La breve introduzione di Diving in the Deepest Sea ci depone su Enigma, brano in grado di spiegare armoniosamente le varie sfaccettature della band (inizio alla Opeth e proseguimento bello acceso). Silent Storm ci mette in bocca un altro nome di probabile e fondamentale importanza per la band francese, mi sto riferendo ai Pain of Salvation e alla loro carismatica impronta, sicuramente The Great Escape finirà per rappresentare un importante sassolino a tal proposito. Si farà di tutto per mantenere alto il gusto dell’album, e la classica forma canzone viene spesso e volentieri “evasa” a favore di piccoli, quanto improvvisi, pungenti viaggi (occorre citare Resonance a questo punto). Nella seconda parte spiccano la settantiana -ma non solo- ed elegante Behind Red Clouds e la decisa A Faded Light (posta nel mezzo delle due parti denominate An Ocean of Void).

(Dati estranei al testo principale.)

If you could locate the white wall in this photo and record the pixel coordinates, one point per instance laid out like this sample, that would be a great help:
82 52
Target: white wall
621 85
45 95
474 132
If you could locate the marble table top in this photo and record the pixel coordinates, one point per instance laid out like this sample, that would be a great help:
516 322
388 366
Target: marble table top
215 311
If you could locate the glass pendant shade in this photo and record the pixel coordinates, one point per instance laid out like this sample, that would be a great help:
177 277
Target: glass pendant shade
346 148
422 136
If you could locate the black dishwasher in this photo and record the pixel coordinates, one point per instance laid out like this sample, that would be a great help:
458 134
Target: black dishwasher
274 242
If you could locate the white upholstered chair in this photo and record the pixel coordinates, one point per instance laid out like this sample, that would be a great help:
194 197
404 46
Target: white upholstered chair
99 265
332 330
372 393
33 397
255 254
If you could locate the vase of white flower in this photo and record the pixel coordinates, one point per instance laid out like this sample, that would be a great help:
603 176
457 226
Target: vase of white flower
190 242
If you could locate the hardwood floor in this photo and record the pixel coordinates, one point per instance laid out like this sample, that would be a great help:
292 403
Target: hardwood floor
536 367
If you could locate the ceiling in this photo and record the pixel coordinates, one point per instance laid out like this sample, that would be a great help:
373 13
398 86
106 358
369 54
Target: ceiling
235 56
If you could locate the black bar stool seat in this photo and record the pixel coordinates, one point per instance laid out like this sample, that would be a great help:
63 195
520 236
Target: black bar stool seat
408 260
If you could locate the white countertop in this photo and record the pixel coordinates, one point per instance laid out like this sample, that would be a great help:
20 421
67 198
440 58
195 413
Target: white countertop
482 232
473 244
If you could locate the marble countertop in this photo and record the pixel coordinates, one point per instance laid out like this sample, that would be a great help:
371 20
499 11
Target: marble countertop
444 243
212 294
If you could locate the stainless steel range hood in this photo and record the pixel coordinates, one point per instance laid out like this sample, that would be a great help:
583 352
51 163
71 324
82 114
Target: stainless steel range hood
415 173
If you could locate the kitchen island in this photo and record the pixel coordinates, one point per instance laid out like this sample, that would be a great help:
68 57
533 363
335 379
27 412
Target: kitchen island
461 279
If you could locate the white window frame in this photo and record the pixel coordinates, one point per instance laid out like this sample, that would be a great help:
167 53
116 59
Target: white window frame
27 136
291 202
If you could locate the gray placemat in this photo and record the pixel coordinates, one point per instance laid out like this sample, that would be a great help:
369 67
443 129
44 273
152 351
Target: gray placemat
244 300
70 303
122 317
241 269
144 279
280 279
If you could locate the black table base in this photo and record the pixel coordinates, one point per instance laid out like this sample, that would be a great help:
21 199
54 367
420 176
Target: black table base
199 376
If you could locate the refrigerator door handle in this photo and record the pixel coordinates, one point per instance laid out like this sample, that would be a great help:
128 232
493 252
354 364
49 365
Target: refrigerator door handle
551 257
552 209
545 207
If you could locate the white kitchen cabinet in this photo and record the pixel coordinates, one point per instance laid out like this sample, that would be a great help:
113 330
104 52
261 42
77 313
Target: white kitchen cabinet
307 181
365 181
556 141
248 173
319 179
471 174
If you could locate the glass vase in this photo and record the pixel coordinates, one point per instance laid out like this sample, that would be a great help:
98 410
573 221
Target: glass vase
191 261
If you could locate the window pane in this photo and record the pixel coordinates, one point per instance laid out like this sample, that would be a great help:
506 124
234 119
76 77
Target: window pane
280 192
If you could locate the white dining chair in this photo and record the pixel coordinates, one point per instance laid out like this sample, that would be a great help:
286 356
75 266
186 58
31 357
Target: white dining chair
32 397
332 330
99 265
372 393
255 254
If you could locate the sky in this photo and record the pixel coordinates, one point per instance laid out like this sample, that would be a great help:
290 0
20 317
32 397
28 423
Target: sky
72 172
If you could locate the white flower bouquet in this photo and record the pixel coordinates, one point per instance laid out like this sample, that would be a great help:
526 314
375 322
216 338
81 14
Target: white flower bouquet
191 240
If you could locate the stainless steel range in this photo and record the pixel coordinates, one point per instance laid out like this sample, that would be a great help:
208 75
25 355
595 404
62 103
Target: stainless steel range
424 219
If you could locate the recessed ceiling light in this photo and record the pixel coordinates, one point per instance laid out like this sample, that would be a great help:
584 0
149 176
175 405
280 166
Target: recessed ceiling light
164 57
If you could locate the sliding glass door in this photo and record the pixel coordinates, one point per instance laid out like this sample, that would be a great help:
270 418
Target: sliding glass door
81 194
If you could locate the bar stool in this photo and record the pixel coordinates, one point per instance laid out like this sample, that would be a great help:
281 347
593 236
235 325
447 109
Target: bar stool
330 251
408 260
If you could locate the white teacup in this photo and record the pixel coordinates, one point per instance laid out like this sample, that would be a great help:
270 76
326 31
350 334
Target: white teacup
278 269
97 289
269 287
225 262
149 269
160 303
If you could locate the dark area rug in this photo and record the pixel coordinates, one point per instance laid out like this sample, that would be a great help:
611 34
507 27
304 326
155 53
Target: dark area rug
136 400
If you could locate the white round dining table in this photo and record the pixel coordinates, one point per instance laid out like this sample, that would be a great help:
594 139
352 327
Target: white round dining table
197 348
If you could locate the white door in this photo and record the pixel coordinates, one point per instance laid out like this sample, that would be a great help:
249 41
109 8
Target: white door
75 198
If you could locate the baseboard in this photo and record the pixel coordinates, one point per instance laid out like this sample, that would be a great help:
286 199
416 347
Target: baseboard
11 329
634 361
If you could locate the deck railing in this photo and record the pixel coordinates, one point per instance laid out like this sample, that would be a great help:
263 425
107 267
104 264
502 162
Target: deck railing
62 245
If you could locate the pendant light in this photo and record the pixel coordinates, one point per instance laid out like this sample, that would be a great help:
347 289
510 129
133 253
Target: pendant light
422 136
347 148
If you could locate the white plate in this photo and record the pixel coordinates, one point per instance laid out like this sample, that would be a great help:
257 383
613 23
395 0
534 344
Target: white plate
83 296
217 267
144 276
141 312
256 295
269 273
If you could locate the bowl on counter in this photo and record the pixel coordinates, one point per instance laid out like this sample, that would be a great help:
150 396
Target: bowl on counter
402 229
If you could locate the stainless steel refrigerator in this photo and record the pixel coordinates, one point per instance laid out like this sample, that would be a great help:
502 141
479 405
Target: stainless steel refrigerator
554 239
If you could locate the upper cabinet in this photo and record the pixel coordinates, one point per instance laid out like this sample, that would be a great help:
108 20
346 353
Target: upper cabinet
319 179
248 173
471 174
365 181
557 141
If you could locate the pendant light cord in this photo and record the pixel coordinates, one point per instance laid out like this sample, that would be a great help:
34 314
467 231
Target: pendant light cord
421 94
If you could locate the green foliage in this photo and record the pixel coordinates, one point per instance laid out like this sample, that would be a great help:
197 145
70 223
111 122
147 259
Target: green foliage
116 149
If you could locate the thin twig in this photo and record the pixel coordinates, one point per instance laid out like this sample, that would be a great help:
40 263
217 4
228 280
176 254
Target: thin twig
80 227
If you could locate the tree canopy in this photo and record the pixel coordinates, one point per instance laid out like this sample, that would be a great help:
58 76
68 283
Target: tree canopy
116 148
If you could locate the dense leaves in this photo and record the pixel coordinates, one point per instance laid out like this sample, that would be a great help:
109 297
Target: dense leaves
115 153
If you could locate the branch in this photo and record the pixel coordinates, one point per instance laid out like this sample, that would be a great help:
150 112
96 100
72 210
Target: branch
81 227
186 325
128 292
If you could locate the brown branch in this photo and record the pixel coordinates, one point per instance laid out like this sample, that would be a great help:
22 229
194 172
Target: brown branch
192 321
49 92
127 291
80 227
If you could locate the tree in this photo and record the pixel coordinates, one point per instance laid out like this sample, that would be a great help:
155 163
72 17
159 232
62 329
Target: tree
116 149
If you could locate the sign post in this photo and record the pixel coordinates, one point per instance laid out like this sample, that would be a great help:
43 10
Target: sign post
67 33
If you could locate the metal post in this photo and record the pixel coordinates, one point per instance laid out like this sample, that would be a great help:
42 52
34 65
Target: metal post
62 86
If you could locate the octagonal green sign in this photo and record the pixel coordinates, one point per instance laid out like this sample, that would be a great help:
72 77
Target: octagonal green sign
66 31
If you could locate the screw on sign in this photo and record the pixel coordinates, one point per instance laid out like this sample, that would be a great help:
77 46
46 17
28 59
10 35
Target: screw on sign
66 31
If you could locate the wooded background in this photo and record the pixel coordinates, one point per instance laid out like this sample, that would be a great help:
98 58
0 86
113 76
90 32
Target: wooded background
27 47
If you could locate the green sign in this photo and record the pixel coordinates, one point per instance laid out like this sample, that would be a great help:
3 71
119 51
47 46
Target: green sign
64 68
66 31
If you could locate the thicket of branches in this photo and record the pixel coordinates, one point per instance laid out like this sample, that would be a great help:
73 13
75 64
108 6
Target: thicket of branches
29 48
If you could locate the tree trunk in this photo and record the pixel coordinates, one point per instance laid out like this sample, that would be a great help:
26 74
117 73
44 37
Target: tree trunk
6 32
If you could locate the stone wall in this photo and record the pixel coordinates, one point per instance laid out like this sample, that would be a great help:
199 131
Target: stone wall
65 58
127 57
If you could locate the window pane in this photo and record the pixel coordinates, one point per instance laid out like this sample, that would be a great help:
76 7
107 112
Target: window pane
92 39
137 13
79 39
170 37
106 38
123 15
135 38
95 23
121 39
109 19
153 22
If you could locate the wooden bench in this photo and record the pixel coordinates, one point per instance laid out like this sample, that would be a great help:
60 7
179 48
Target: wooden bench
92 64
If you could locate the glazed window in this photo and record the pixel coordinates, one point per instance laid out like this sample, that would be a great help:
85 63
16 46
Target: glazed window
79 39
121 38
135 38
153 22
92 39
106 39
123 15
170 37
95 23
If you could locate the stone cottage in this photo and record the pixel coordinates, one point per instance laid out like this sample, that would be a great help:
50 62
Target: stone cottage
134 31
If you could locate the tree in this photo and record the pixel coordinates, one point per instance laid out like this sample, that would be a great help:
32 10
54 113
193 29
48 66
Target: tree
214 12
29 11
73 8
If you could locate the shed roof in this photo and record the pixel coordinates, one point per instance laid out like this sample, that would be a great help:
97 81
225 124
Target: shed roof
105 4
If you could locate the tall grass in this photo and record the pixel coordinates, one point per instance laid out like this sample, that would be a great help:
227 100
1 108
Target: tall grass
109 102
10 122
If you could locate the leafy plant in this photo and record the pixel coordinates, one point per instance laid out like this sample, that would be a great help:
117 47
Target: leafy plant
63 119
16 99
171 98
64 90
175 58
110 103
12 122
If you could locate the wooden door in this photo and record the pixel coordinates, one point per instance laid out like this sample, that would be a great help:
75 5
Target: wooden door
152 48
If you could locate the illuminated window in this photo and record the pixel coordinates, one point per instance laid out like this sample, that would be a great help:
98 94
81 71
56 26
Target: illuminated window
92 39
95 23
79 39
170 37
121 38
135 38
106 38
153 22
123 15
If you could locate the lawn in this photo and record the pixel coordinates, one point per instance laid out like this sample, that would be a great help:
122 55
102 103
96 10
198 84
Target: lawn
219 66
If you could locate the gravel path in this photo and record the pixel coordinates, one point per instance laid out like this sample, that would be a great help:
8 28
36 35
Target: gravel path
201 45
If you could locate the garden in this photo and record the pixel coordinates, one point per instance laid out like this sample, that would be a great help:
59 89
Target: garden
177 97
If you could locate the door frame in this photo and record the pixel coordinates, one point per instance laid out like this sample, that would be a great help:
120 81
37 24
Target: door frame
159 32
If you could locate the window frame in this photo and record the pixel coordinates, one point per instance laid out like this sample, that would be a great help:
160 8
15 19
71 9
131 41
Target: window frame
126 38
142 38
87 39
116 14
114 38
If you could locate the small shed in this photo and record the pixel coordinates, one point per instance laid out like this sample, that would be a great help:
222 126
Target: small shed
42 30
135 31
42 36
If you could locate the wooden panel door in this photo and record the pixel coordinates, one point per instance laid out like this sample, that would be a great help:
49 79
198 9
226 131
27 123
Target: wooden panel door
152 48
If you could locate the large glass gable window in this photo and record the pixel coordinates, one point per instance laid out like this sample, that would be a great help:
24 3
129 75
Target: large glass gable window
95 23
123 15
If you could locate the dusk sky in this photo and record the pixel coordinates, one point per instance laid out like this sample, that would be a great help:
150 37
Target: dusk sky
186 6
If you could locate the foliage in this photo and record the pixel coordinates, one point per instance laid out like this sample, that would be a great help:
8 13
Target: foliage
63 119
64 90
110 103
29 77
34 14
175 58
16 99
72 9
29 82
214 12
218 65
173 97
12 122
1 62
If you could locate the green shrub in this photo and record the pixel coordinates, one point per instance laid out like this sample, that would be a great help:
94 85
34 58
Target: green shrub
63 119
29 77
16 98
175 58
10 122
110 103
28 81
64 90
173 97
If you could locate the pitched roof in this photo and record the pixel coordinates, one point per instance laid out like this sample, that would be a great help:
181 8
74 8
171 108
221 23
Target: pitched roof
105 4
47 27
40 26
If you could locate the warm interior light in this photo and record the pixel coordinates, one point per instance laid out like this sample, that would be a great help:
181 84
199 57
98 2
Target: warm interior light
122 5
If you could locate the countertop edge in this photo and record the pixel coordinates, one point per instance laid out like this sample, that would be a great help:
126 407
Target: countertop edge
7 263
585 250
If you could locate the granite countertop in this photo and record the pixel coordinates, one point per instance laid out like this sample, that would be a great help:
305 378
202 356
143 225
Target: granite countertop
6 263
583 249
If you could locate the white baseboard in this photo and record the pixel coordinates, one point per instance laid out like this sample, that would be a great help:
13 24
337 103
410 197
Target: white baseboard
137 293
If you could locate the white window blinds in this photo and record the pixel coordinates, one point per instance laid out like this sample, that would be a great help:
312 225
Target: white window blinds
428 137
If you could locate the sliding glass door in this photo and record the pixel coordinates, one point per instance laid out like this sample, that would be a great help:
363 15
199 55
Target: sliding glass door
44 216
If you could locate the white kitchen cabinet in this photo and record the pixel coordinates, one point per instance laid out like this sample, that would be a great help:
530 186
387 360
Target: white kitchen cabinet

Le note fluttuano indolori, pregne di voglia di fare e di mostrare la vera anima che le abita. L’appetito vien mangiando e più ci inoltreremo nel prodotto più ci verrà voglia di analizzarne gli aspetti e i “perché”. Di sicuro si va a creare un bel contrasto fra eleganza strumentale e ruvidità vocale, un mix di sapori pronti ad irrompere in presa diretta. Piace The Great Escape, piace senza farti capire quasi come mai, questa sensazione devo ammettere mi “sconfinfera” non poco e la lascio dunque libera di agire a piacimento. Il disco s’impreziosisce sicuramente anche per merito di una copertina a dir poco metafisica.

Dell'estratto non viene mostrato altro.